On the basis of internal evidence (no external evidence survives), Assemblywomen was very likely produced at the Dionysia of 391,1 twenty years after Lysistrata and Women at the Thesmophoria. During that interval the Athenians had experienced momentous upheaval and change. They had lost the Peloponnesian War, and with it their navy, their empire and much of their national pride, in 404; two oligarchic regimes had replaced the democracy, first in the summer of 411 and then immediately following the war (the regime of the thirty “tyrants” that was overthrown in a bitter counterrevolution led by democratic exiles);2 and after they had restored the democracy the Athenians had made changes in their constitution in the hope of eliminating the most irresponsible features of full popular sovereignty, on which many blamed the loss of the war.
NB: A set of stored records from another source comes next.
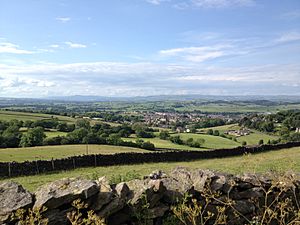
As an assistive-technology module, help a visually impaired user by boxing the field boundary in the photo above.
[0,142,300,178]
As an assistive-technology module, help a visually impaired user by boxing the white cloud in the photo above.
[0,62,300,97]
[159,45,230,62]
[275,31,300,43]
[146,0,170,5]
[49,44,59,48]
[146,0,255,9]
[0,42,34,54]
[65,41,87,48]
[55,17,71,23]
[281,10,300,20]
[191,0,255,8]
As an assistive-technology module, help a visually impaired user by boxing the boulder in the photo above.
[191,169,215,192]
[0,181,33,224]
[97,182,129,218]
[34,178,99,209]
[88,177,113,211]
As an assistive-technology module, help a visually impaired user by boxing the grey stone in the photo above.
[34,178,99,209]
[115,182,129,198]
[88,177,113,211]
[0,181,33,224]
[191,169,215,192]
[234,200,255,215]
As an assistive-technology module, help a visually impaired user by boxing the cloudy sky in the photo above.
[0,0,300,97]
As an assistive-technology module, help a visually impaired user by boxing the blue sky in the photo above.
[0,0,300,97]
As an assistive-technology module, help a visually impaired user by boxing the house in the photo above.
[176,127,184,133]
[224,129,250,137]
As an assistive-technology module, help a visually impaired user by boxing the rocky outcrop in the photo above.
[0,181,33,224]
[0,167,300,225]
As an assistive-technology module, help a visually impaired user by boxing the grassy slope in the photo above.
[123,137,205,150]
[2,147,300,191]
[175,133,240,149]
[45,131,68,137]
[201,124,279,145]
[0,145,149,162]
[0,111,75,122]
[237,131,279,145]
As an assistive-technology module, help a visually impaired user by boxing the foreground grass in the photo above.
[2,147,300,191]
[0,110,75,123]
[0,145,149,162]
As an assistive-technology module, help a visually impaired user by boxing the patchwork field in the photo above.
[175,133,240,149]
[200,124,279,145]
[0,145,149,162]
[123,137,205,151]
[1,147,300,191]
[0,110,75,123]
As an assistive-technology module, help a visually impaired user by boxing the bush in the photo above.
[159,131,170,140]
[141,141,155,150]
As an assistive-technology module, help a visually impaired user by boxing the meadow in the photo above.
[2,147,300,191]
[174,133,240,149]
[0,145,149,162]
[0,110,75,123]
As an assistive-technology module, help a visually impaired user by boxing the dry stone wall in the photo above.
[0,167,300,225]
[0,142,300,177]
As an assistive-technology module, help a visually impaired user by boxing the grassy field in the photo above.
[123,137,205,150]
[45,131,68,137]
[0,110,75,123]
[0,145,149,162]
[1,147,300,191]
[200,124,279,145]
[237,130,279,145]
[172,133,240,149]
[176,102,300,113]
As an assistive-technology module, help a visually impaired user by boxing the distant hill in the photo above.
[0,95,300,105]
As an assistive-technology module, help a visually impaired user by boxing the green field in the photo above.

One of the reforms relevant to Assemblywomen was the introduction of pay for attendance at assembly meetings, on the model of the payment for jury service earlier introduced by Perikles.3 The goal was to insure a larger and more representative turnout, with more opportunity for ordinary citizens to voice their concerns.4 These goals seem to have been achieved, since the payment quickly grew from one obol to three, and in Assemblywomen there is both anxiety about not getting to the assembly on time (only the first 6000 attendees were paid) and much discussion about the concerns of ordinary citizens. The reformed democracy turned out to be both stable and effective, remaining unchallenged until Athens fell under Macedonian rule in 322.